Duration and Termination: The PO will be effective until the delivery of the goods or services has been completed, considering the provisions in the PO and herein.
TEAMWORK may cancel the PO without any burden, through previous notices with reasonable term. TEAMWORK may also cancel the PO in case the SUPPLIER does not remedy its default within 15 days as of the reception of notification to be served by TEAMWORK. In this termination case, the SUPPLIER should pay TEAMWORK a non-compensatory fine equivalent to 10% (ten per cent) of the PO amount.
(i) Pursuant to article 393 of the Brazilian Civil Code, the PARTIES do not respond for the non-compliance with obligations originated from act of God or force majeure;
(ii) Incidental concessions and tolerance by either party, in the compliance with the obligations assumed, will not characterize non-compliance, modification, or change to the clauses and conditions established;
(iii) The nullity or invalidation of any of the provisions herein or in the PO will not imply in nullity or invalidity of the remaining provisions. Whenever possible, the provisions deemed void or invalid should be rewritten, in order to reflect the PARTIES’ initial intent, according to the applicable legislation;
(iv) It is expressly forbidden the assignment or transfer to third parties of the rights and obligations originated from the PO and this TERM.

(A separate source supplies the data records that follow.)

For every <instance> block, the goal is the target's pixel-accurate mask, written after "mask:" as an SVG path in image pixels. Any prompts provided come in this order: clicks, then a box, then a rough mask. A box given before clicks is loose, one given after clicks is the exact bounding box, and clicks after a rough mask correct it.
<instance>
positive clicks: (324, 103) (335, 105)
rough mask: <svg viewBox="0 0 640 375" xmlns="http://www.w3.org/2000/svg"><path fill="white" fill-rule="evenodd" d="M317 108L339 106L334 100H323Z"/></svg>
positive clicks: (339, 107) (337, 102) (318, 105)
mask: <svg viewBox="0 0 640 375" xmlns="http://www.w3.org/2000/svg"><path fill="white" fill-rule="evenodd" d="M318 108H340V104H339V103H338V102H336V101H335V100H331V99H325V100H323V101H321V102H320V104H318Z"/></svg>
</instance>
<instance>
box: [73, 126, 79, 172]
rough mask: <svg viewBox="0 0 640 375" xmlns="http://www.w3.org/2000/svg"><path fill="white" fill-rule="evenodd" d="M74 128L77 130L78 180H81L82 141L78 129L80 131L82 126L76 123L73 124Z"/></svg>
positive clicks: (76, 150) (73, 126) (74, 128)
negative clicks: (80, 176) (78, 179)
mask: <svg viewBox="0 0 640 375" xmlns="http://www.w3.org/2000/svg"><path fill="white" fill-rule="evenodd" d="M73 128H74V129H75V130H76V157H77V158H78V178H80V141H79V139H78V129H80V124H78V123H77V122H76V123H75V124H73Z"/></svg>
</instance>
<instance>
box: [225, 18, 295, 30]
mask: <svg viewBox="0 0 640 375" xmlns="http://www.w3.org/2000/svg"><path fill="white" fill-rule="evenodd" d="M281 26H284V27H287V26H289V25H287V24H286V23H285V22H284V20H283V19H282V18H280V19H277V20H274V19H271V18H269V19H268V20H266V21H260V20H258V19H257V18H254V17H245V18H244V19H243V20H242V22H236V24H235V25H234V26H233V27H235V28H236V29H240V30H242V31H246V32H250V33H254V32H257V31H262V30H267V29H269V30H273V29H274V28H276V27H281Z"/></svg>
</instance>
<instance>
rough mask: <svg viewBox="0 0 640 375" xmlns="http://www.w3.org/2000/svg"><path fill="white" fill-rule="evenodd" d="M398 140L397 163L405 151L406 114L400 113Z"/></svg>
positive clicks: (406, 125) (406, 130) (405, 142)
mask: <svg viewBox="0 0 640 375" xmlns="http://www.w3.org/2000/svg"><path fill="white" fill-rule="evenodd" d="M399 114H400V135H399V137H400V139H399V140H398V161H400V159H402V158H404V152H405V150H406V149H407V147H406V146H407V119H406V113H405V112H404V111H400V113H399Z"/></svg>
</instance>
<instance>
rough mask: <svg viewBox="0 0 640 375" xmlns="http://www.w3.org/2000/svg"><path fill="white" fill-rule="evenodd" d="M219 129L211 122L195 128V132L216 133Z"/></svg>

Governing Law: The sourcing, object of the PO, will be governed by the provisions in the Consumer’s Defense Code, and supplementally by the provisions in the Civil Code.
(i) In case of conflicts or divergences originated from the present agreement or covenants regarding their performance, the parties will endeavor to resolve them initially through amicable ways. The agreement attempt will be considered as failed, as soon as one of the parties sends notification of it in writing to the other party.
(ii) Once the agreement attempt has failed, the divergences will be resolved at the courts of the jurisdiction of São Paulo – SP.
Acceptance and bonding of the SUPPLIER to this TERM: The SUPPLIER declares that it read carefully all conditions herein and in the PO. The full acceptance of the conditions herein will be characterized by the remittance of a PROPOSAL in response to an RFP, or express acceptance by the SUPPLIER to the PO, either through physical or electronic means, or through tacit acceptance by the SUPPLIER, represented by the provision of the goods or services object of the PO.